Снег поскрипывает у нас под ногами.
— Обедать будете? — спрашиваю деда.
— У меня там что-то есть в холодильнике. Не волнуйся.
До гостиницы идти недалеко. Минут десять без деда, двадцать — с ним, если пьяный.
Долго держаться не могу и осторожно закидываю удочку:
— Ну, как прошел разговор?
— Философски, — ювелирно парирует Соломин.
— Пытался вас воспитывать? — не унимаюсь я.
— Не очень настойчиво, — ускользает дед.
— Скажите правду, Виктор Алексеевич! — срываюсь окончательно. — Он будет выходить на Москву, чтоб вас отставить?
— Думаю, да. — Дед кашляет, наглотавшись чистого зимнего воздуха. Его прокуренные легкие отвыкли от атмосферы предгорья.
— А Москва его послушает? — и дергаюсь, пытаясь удержать поскользнувшегося на спуске Соломина.
— Если убрали Марьина, то меня и подавно. Я ведь, голубчик, — обломок империи. Многим мешал в свое время. Фактически — главный цензор страны, душитель свободы. Эдакий граф Бенкендорф с партбилетом.
— Ну, они все были с партбилетами. Это не порок, — неловко пытаюсь утешить старика.
— Это как повернуть…
Мы замолкаем. Возле гостиницы, как всегда, — куча вооруженного народа: омоновцы, военные, милиция… Стадо машин урчит моторами, выплескивая в зимний день горячий едкий дым.
Дед окончательно расслабляется уже в номере. Я раздеваю его, как ребенка.
Меня потешают его старомодные длинные трусы и носки на подтяжках, резинки — под коленками. Я укладываю деда в постель, не снимая носков, и вставляю в рот зажженную сигаретку «Новость». Очки кладу на тумбочку.
— Хороший ты мальчик, Андрей, — бубнит Соломин. — Мне бы сына такого. Да вот не дал Бог детей. Жену сменил, а детьми своими не обзавелся.
Я молча слушаю и жду полминуты: старик обычно засыпает с горящим окурком.

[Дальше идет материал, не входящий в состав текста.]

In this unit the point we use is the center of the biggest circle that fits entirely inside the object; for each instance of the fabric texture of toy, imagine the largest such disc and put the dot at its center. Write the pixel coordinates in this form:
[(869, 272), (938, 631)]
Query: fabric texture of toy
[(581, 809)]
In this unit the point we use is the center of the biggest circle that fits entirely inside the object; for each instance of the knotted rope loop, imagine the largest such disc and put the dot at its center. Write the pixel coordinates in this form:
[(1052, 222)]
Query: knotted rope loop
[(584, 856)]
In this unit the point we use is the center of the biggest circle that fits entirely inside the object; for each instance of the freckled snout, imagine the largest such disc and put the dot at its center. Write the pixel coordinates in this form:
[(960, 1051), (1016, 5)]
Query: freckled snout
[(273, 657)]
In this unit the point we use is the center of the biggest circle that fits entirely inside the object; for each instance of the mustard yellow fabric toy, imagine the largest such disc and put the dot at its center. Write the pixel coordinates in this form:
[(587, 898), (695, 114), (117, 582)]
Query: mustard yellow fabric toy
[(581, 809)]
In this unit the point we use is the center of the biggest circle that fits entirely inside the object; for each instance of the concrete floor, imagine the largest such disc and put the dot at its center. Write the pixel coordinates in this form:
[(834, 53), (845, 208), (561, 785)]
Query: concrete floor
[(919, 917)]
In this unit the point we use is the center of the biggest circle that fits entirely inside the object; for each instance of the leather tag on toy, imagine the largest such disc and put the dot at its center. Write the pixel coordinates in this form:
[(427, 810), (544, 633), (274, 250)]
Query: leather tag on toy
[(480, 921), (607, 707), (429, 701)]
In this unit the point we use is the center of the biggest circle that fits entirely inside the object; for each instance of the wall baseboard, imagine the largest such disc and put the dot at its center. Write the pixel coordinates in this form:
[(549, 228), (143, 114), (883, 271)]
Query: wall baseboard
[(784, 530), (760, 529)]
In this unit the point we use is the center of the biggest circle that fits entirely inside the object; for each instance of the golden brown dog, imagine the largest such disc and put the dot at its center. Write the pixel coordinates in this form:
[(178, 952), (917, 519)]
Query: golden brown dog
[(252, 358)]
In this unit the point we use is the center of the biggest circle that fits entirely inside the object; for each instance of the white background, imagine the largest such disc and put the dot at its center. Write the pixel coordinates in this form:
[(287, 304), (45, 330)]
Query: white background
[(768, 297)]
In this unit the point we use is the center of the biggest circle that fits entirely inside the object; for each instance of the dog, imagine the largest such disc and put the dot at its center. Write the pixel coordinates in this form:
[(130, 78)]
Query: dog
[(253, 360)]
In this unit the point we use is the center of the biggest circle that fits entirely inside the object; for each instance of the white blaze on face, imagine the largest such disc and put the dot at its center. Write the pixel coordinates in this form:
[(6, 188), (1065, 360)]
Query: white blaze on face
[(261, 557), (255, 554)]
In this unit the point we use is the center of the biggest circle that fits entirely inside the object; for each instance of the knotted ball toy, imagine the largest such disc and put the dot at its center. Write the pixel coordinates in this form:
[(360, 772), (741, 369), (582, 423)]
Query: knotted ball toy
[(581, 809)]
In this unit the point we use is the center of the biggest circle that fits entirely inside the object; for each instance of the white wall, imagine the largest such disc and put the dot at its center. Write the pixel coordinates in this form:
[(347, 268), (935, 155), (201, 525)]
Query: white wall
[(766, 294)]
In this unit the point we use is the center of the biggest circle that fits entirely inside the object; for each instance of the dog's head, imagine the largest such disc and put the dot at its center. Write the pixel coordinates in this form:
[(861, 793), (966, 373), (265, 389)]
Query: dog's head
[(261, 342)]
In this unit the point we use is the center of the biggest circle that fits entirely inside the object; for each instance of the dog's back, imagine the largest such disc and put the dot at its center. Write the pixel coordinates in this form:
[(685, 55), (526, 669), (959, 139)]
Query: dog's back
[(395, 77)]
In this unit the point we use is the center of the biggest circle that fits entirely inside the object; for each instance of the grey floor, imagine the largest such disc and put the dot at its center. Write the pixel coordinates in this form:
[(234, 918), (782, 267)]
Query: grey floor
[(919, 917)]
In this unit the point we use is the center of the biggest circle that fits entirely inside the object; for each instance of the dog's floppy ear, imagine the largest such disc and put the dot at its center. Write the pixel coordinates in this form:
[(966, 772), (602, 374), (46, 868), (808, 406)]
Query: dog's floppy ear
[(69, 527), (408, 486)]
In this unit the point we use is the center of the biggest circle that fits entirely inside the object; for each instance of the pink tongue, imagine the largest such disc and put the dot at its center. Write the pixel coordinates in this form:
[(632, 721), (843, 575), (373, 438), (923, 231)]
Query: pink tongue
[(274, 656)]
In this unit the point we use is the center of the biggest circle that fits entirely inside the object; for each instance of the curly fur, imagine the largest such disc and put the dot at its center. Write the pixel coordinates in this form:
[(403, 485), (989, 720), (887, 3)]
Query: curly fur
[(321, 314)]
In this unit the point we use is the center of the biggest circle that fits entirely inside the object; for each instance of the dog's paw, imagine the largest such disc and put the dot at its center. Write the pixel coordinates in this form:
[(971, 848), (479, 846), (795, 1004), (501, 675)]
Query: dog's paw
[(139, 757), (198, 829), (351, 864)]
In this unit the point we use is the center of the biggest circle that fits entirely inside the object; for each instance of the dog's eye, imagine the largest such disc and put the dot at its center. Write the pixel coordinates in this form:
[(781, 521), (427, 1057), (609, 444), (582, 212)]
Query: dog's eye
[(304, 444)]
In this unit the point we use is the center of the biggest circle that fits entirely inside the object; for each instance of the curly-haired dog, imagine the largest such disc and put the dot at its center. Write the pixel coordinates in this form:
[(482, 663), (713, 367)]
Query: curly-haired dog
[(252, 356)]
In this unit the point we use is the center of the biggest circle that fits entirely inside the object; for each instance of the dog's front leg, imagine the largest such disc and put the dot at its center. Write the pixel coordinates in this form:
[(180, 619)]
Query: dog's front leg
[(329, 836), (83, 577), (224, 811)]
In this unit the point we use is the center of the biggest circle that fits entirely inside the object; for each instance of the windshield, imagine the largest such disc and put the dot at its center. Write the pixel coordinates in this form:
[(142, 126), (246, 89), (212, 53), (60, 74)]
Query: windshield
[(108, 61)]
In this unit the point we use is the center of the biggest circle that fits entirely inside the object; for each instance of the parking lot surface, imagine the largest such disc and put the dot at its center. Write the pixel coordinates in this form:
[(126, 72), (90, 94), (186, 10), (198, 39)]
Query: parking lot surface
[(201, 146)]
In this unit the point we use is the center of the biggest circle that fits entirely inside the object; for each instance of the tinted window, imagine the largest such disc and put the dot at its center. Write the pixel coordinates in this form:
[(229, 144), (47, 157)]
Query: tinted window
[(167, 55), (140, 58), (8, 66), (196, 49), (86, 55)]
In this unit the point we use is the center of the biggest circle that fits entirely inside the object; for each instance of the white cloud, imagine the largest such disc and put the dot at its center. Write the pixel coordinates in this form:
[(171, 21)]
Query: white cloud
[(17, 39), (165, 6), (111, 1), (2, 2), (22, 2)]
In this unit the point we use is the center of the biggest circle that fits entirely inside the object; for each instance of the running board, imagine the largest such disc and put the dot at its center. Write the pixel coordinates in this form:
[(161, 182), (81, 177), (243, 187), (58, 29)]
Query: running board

Дед отключается, и я тушу бычок. Все. «Спи, империя! Твое бодрствование все равно не остановит гуннов…»
III
Во мне бродит пьяная кровь, и я пою на ходу. В такт песни скрипит под ногами снег. В темных переулках, словно сытые коты, урчат бронетранспортеры. Уже комендантский час. На улице безлюдно. В воздухе плавают редкие снежинки, подкрашенные фиолетом ночи и желтизной фонарей.
На моей груди греется документ, дающий право ходить где угодно и когда угодно.
Я не боюсь патрулей и не смотрю по сторонам. Я слежу за своей тенью, привязанной к беспутным ногам. Тень летит по снегу, уклоняясь от света. Она сворачивает с центральной улицы в переулок и, вытянувшись на склоне, скользит вниз, к реке.
Черный женский сапожок наступает ей на «голову», увенчанную овалом от фуражки.
Навстречу мне медленно поднимается девушка в ярко-красной дутой куртке со скрещенными на груди руками. Но в эту минуту я равнодушен к людям и продолжаю петь. Глеб пришел в пресс-службу и напоил меня коньяком. Уговаривал соблазнить деда на участие в фильме «Салам!». Я не поддался, несмотря на магарыч, и теперь радуюсь.
— Все поёшь, майор? — устало роняет девушка, не поворачивая головы.
Я слышу это уже затылком, теряю равнодушие к человечеству и разворачиваюсь.
— Почему бы нам не спеть дуэтом? — наполняюсь гусарской лихостью и притираюсь к пуховой куртке.
— Извини. Я жалею, что заговорила. — В ее голосе — неподдельное равнодушие.
Голова девушки непокрыта, и черные длинные волосы ленивыми волнами стекают на плечи, вылавливая из ночной бездны снежный пух. Душа моя поет, а кавалерийская атака несет в водоворот дешевой игры:
— Не жалей о содеянном. Я принесу тебе радость.
— Это невозможно. У меня замерзло сердце, — отвечает холодно, все еще не оборачиваясь.
Ладони девушки, спрятанные под мышки, видимо, без перчаток. И я говорю:
— Как это романтично — замерзшее сердце… Но, по-моему, у тебя замерзло не сердце, а руки, — я продолжаю рваться в атаку, не думая о поражении.
— И руки тоже. Я забыла перчатки.
— Где забыла? — срывается с моего пьяного языка.
— Где надо, там и забыла, — раздражается она, и в атмосфере становится холоднее.
Мы медленно поднимаемся по переулку, боясь поскользнуться, и черные сапожки моей длинноногой собеседницы осторожно давят свежий снег. Мне очень хочется, чтобы девушка посмотрела на меня, но она по-прежнему не оборачивается.